Towards Building Interpretable and Robust Deep Neural Networks
Siddhartha Gairola (Ph.D. Student)
Deep Neural Networks (DNNs) have demonstrated great success in a variety of computer vision (and language, speech, etc) tasks like image classification, object detection, semantic segmentation, action recognition, image captioning, visual question answering, and many more. However, these powerful models currently serve as black-box systems that are extremely hard to interpret. This limits their adoption into our everyday lives, especially in the case of sensitive applications like medical diagnosis, autonomous driving, security, etc.
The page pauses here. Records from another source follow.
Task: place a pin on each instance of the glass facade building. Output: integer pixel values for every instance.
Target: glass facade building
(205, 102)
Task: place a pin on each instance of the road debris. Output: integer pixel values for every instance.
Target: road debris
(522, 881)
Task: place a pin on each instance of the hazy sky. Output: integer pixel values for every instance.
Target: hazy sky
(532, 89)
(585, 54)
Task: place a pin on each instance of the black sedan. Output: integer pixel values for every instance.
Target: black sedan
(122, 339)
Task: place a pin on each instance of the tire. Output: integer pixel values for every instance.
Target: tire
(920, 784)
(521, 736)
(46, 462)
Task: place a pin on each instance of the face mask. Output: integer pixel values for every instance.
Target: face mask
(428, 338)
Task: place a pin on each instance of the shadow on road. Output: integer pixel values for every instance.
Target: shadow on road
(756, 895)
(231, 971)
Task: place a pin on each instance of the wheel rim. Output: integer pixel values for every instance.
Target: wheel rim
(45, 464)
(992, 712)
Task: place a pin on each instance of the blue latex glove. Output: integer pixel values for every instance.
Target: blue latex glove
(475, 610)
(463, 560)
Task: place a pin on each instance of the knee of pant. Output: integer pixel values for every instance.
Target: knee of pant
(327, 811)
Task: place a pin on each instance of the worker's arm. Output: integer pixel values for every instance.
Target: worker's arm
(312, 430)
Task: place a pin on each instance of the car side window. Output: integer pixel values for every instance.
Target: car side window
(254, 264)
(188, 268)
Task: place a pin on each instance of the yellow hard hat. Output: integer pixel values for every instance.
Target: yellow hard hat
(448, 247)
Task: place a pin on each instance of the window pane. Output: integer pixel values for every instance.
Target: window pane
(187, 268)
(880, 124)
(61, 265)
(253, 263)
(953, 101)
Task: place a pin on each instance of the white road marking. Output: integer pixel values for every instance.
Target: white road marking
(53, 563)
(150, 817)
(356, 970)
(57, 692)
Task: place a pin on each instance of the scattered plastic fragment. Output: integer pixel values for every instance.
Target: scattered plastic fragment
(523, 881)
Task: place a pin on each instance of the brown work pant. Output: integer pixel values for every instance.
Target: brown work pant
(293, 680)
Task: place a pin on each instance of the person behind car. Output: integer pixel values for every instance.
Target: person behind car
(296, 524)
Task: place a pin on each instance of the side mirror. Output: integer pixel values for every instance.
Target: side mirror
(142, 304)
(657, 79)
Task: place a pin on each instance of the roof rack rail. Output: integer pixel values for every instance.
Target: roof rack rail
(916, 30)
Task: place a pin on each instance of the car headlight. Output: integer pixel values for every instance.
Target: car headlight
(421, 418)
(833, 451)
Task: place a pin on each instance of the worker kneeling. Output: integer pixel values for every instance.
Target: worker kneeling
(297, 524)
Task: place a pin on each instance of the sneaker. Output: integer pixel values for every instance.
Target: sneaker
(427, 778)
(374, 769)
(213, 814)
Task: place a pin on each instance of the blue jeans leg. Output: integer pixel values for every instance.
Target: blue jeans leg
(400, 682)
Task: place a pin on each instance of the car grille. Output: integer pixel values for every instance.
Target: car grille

Thus, building interpretable DNNs and deriving meaningful explanations for their predictions is an important area of research. Recent works [1,2] have proposed new architectural modules that can be easily incorporated into existing architectures to make DNNs inherently interpretable. Similar in spirit, through the course of the Ph.D., we will explore novel methods in which DNNs can be made more interpretable such that the explanations are both faithful as well as visually sensible. Furthermore, it has been shown that DNNs are brittle and learn features that are prone to adversarial attacks [3,4,5] i.e., a small change in the input can result in drastically different predictions. Another key aim of the Ph.D. is to build schemes that would enable DNNs to learn powerful generalized representations that are robust and immune to such issues (such as adversarial attacks, domain shifts, etc). This would help create DNNs that are more robust, trustworthy and explainable, thus allowing for easier adoption of these powerful tools into real-world applications. References: ⠀ 1. Moritz Bohle, Mario Fritz, and Bernt Schiele. Convolutional “Dynamic Alignment Networks for Interpretable Classifications.” In CVPR, pages 10029–10038, 2021. ⠀ 2. Moritz Bohle, Mario Fritz, and Bernt Schiele. “B-cos Networks: Alignment is All We Need for Interpretability.” In CVPR, pages 10329-10338, 2022. ⠀ 3. Aleksander Madry, Aleksandar Makelov, Ludwig Schmidt, Dimitris Tsipras, and Adrian Vladu. Towards deep learning models resistant to adversarial attacks. ICLR, 2018. ⠀ 4. Dimitris Tsipras, Shibani Santurkar, Logan Engstrom, Alexander Turner, and Aleksander Madry. Robustness may be at odds with accuracy, 2019. ⠀ 5. Niles P. Walter, David Stutz, Bernt Schiele. “On Fragile Features and Batch Normalization in Adversarial Training”. 10.48550/ARXIV.2204.12393, 2022.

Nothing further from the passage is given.